Friday, April 05, 2024

A Rough Edges Rerun: Strictly For Cash - James Hadley Chase (Rene Raymond)

(This post originally appeared in a somewhat different form on March 20, 2009.)

If James Hadley Chase (who was actually an Englishman named Rene Raymond) is remembered for anything these days, it’s probably either his notorious, highly successful first novel, NO ORCHIDS FOR MISS BLANDISH, or the charges of plagiarism leveled at one of his early novels, BLONDE’S REQUIEM, which some people thought borrowed a little too generously from Raymond Chandler’s FAREWELL, MY LOVELY. One of the people who thought so was Chandler himself, which led to an apology from Chase. (I didn't know at the time of the original post that Chase also ran into plagiarism accusations regarding NO ORCHIDS FOR MISS BLANDISH and William Faulkner's SANCTUARY. Much has been written about this online if you'd care to look it up.) Despite that embarrassment, Chase went on to a long, prolific career as an author of mysteries, thrillers, and noirish crime yarns.

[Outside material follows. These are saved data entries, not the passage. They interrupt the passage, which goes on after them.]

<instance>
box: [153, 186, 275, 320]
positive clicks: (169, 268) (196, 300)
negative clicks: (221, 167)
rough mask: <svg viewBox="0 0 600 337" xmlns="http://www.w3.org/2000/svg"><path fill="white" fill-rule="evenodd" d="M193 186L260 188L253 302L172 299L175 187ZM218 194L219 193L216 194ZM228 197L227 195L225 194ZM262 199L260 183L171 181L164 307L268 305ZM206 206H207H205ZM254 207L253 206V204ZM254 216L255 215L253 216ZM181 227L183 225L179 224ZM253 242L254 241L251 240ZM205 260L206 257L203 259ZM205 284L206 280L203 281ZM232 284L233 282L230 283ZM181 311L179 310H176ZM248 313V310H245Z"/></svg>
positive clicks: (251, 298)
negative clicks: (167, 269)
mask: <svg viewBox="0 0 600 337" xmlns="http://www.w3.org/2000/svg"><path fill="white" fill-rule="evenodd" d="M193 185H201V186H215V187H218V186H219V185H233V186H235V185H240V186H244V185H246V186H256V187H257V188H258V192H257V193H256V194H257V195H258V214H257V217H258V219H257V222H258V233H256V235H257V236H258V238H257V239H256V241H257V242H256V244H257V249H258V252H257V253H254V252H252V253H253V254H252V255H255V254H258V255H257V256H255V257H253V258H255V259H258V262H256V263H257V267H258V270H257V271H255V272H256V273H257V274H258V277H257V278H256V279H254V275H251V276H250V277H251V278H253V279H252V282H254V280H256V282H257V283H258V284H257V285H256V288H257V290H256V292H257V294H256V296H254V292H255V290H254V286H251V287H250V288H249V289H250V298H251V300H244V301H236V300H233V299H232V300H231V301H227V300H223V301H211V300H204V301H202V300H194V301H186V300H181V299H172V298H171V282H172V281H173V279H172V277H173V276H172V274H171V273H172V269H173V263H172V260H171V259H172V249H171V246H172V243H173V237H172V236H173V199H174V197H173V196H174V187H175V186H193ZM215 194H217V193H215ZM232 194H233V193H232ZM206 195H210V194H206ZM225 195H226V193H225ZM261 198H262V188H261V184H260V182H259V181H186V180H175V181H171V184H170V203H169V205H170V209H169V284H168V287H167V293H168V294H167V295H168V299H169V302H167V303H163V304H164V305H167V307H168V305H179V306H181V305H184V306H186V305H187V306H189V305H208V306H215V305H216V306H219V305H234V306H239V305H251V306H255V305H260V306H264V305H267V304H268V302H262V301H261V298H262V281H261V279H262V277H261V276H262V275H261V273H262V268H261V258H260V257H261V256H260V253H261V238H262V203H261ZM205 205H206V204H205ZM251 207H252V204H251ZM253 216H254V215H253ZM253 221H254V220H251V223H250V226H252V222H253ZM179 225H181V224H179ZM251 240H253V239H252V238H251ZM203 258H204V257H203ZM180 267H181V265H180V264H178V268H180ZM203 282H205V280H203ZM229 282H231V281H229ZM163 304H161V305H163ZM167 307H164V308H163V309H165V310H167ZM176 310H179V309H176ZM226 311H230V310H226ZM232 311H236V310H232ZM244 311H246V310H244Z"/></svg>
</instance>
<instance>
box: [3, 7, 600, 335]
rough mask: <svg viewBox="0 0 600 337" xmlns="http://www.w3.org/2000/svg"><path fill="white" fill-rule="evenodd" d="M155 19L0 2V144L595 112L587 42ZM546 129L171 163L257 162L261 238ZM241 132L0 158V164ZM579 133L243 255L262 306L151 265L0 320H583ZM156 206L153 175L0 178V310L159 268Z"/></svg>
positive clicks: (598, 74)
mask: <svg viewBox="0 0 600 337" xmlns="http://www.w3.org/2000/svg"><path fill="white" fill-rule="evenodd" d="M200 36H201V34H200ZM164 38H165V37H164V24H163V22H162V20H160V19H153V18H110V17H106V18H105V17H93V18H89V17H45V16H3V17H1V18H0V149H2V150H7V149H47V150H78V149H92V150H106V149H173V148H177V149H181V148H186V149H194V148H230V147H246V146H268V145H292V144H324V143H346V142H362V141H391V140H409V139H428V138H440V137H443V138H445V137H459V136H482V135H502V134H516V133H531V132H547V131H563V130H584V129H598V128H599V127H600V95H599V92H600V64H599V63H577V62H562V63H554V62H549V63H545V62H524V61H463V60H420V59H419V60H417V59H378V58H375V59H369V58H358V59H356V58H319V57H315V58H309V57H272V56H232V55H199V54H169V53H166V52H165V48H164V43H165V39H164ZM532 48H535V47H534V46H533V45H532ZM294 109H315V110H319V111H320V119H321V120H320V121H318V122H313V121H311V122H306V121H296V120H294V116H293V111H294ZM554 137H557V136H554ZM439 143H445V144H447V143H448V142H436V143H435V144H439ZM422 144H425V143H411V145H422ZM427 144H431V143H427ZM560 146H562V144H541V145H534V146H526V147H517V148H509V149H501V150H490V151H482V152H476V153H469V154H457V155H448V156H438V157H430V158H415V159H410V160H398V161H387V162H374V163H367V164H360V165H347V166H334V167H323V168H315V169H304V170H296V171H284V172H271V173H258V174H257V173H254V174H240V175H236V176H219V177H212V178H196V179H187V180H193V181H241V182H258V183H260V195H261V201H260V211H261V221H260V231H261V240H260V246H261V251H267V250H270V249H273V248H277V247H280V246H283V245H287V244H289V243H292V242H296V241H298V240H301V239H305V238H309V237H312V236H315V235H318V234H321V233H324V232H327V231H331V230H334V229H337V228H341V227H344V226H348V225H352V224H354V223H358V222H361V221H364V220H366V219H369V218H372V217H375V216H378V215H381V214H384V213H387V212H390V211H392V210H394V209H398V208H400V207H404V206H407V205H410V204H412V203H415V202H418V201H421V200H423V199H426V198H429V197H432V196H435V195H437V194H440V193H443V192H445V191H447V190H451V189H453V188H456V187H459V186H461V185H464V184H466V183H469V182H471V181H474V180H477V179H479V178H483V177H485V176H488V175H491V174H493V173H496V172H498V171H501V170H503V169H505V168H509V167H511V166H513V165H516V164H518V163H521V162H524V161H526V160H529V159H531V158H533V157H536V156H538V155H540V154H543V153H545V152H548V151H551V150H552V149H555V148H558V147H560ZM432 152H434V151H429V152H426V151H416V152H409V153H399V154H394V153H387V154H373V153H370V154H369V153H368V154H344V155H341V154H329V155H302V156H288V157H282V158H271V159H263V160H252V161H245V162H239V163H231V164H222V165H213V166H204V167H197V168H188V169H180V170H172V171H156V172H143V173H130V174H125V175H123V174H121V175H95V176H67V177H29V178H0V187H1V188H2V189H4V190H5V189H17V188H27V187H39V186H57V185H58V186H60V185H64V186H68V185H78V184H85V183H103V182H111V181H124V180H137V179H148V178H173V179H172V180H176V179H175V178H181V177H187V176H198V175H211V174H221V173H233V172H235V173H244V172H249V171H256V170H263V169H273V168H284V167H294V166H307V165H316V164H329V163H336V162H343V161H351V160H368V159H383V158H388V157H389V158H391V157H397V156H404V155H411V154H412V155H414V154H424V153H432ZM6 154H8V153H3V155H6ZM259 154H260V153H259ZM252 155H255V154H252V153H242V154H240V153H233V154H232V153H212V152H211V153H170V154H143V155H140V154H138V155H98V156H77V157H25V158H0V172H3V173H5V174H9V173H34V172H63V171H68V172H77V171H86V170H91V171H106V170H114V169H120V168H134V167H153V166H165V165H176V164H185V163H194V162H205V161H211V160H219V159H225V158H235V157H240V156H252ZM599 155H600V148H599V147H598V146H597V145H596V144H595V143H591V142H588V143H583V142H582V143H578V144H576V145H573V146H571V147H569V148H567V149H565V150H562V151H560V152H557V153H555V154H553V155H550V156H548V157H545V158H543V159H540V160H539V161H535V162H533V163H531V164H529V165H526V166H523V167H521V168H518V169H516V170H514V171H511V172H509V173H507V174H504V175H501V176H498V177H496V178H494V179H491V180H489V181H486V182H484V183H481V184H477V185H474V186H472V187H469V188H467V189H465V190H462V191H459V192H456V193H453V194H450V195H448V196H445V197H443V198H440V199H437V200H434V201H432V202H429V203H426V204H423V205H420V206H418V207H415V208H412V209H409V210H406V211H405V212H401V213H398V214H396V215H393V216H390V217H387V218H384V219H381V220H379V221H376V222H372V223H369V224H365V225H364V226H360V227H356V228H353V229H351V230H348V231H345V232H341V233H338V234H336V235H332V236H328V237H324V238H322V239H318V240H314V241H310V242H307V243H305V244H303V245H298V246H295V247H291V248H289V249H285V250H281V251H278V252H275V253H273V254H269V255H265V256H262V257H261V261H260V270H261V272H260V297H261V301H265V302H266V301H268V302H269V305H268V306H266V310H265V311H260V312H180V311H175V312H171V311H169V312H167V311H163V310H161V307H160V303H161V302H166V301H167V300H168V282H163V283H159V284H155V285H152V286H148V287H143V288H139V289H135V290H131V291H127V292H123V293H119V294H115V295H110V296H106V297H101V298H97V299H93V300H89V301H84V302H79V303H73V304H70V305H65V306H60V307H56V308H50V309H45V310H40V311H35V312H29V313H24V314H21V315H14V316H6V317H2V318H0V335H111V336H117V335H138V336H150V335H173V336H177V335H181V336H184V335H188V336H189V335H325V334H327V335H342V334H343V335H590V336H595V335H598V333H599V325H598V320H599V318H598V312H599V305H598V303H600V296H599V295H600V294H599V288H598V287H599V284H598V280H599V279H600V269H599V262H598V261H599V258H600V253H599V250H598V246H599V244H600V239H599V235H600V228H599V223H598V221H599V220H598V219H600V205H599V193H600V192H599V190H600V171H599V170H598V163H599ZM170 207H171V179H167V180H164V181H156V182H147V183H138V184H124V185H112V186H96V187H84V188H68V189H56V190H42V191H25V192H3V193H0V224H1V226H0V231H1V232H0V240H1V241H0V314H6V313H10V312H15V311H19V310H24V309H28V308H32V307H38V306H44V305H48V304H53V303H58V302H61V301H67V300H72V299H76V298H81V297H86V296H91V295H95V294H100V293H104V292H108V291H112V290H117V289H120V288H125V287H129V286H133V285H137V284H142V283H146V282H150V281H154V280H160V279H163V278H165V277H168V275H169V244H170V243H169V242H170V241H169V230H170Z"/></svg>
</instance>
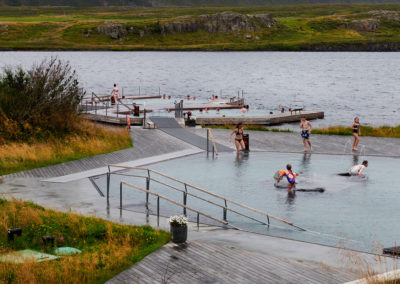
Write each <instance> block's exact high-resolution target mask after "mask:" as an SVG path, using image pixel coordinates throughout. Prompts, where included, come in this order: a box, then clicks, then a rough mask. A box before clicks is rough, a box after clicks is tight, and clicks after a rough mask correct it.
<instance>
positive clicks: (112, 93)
mask: <svg viewBox="0 0 400 284" xmlns="http://www.w3.org/2000/svg"><path fill="white" fill-rule="evenodd" d="M118 99H119V89H118V88H117V84H114V88H113V89H112V90H111V104H112V105H115V104H116V103H117V102H118Z"/></svg>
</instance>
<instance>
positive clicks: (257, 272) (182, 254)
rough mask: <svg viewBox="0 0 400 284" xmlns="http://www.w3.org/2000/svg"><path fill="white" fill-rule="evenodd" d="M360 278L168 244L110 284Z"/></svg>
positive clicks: (327, 280)
mask: <svg viewBox="0 0 400 284" xmlns="http://www.w3.org/2000/svg"><path fill="white" fill-rule="evenodd" d="M358 278H359V277H358V276H357V275H356V274H354V273H351V272H347V271H342V270H337V269H335V268H331V267H327V266H325V265H322V264H317V263H311V262H304V261H302V260H292V259H286V258H283V257H275V256H271V255H265V254H261V253H257V252H249V251H245V250H241V249H237V248H234V247H226V246H221V245H213V244H208V243H204V242H199V241H190V242H188V243H187V244H183V245H176V244H173V243H168V244H167V245H165V246H164V247H162V248H161V249H159V250H157V251H156V252H154V253H152V254H150V255H148V256H147V257H145V258H144V259H143V260H142V261H140V262H139V263H137V264H135V265H134V266H132V267H130V268H129V269H127V270H125V271H123V272H122V273H120V274H119V275H117V276H115V277H114V278H112V279H111V280H109V281H108V282H106V283H110V284H111V283H170V284H172V283H182V284H186V283H229V284H230V283H296V284H297V283H307V284H309V283H316V284H317V283H318V284H319V283H344V282H348V281H351V280H355V279H358Z"/></svg>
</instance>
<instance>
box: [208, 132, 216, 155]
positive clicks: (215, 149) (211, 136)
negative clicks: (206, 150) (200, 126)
mask: <svg viewBox="0 0 400 284" xmlns="http://www.w3.org/2000/svg"><path fill="white" fill-rule="evenodd" d="M210 139H211V144H212V152H213V157H214V152H215V154H216V155H218V150H217V146H216V145H215V140H214V135H213V134H212V131H211V128H207V155H208V152H209V145H210V142H209V140H210Z"/></svg>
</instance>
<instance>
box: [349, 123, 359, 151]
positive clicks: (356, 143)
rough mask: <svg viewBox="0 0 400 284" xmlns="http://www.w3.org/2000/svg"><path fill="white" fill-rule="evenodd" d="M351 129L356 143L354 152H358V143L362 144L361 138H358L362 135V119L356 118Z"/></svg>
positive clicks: (355, 144) (353, 150) (352, 149)
mask: <svg viewBox="0 0 400 284" xmlns="http://www.w3.org/2000/svg"><path fill="white" fill-rule="evenodd" d="M351 129H352V130H353V136H354V141H353V147H352V150H353V151H358V148H357V146H358V142H360V138H358V137H359V136H360V135H361V129H360V119H359V118H358V117H356V118H354V123H353V125H352V126H351Z"/></svg>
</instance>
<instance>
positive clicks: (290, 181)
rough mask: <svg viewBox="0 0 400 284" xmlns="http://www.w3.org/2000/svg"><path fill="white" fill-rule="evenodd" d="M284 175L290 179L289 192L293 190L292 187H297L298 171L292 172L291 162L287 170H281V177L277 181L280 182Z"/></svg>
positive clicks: (288, 180) (278, 182)
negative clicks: (280, 180) (297, 171)
mask: <svg viewBox="0 0 400 284" xmlns="http://www.w3.org/2000/svg"><path fill="white" fill-rule="evenodd" d="M283 176H286V178H287V180H288V192H291V191H292V188H293V189H296V173H293V172H292V165H291V164H287V165H286V170H281V171H279V177H278V179H277V181H276V183H277V184H278V183H279V182H280V180H281V179H282V177H283Z"/></svg>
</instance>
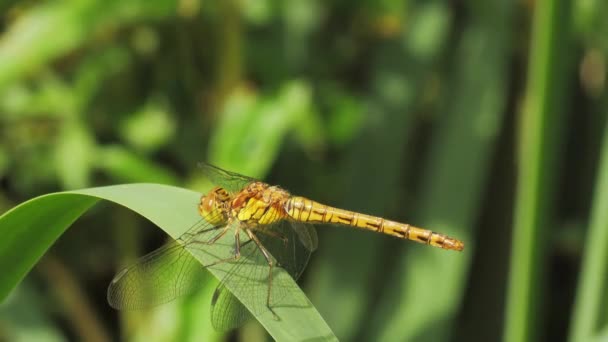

I read a few books by Chase nearly thirty years ago and don’t remember much about them. A recent conversation with one of the readers of this blog prompted me to try another one, and since I’d recently picked up a copy of STRICTLY FOR CASH at Half Price Books, that’s the one I read. Originally published in England by Robert Hale in 1951, it’s one of numerous Chase titles reprinted in the U.S. by Pocket Books during the Seventies. It’s the story of down-on-his-luck boxer Johnny Farrar (is there any other kind of boxer in books like this?), who’s hitchhiking through Florida when he gets mixed up with a crooked fight promoter (is there any other kind?) and a beautiful but quite possibly dangerous dame (is there any other . . . never mind, you get the idea). So far there’s nothing here you haven’t seen a thousand times before, even though it’s reasonably well-written and enjoyable.

But then Chase pulls a switch and starts playing with time in a way you don’t often see in yarns like this. Ultimately, you may know where he’s going with his story, but you can’t be sure how he’s going to get there, and some of the actual twists are fairly unexpected, too. Like every noir protagonist, Johnny thinks he’s doing the right thing, or at least the only thing he can, but the mess he’s in keeps getting worse and worse until everything comes together in an operatic, almost surreal climax. Along the way, the action scenes are very well-done, and there are some nice lines that made me laugh out loud, like “She had a figure that would make a mountain goat lose its foothold.”

Another charge leveled against Chase is that his books, although set in America, don’t sound American. Well, that’s true in this case, sometimes distractingly so. I’m as much of a supporter of pure texts as the next person, but really, in a book set in America, and published by an American publisher (as these Pocket Books reprints were), a character shouldn’t be pumping petrol and putting something in the boot of the car. It wouldn’t have been too hard for an editor to change those references, and it would have improved the book because sometimes they were so jarring that they knocked me right out of the story.

That said, I enjoyed STRICTLY FOR CASH quite a bit. Chase’s style really keeps the reader turning the pages most of the time. I have several more of his books on hand, and I have no doubt that I’ll read them. And it won’t take me another thirty years, either. (I've actually read several more Chase novels since the time of the original post, and I think there's a very good chance I'll read more in the future.)

1 comment:

OlmanFeelyus said...

Nice review. Yeah, I find Chase sort of weirdly inauthentic and yet at the same time usually quite enjoyable and absorbing. His books are ersatz American pulp yet retain their own kind of energy and desperation with usually a page-turning plot (plus often great covers).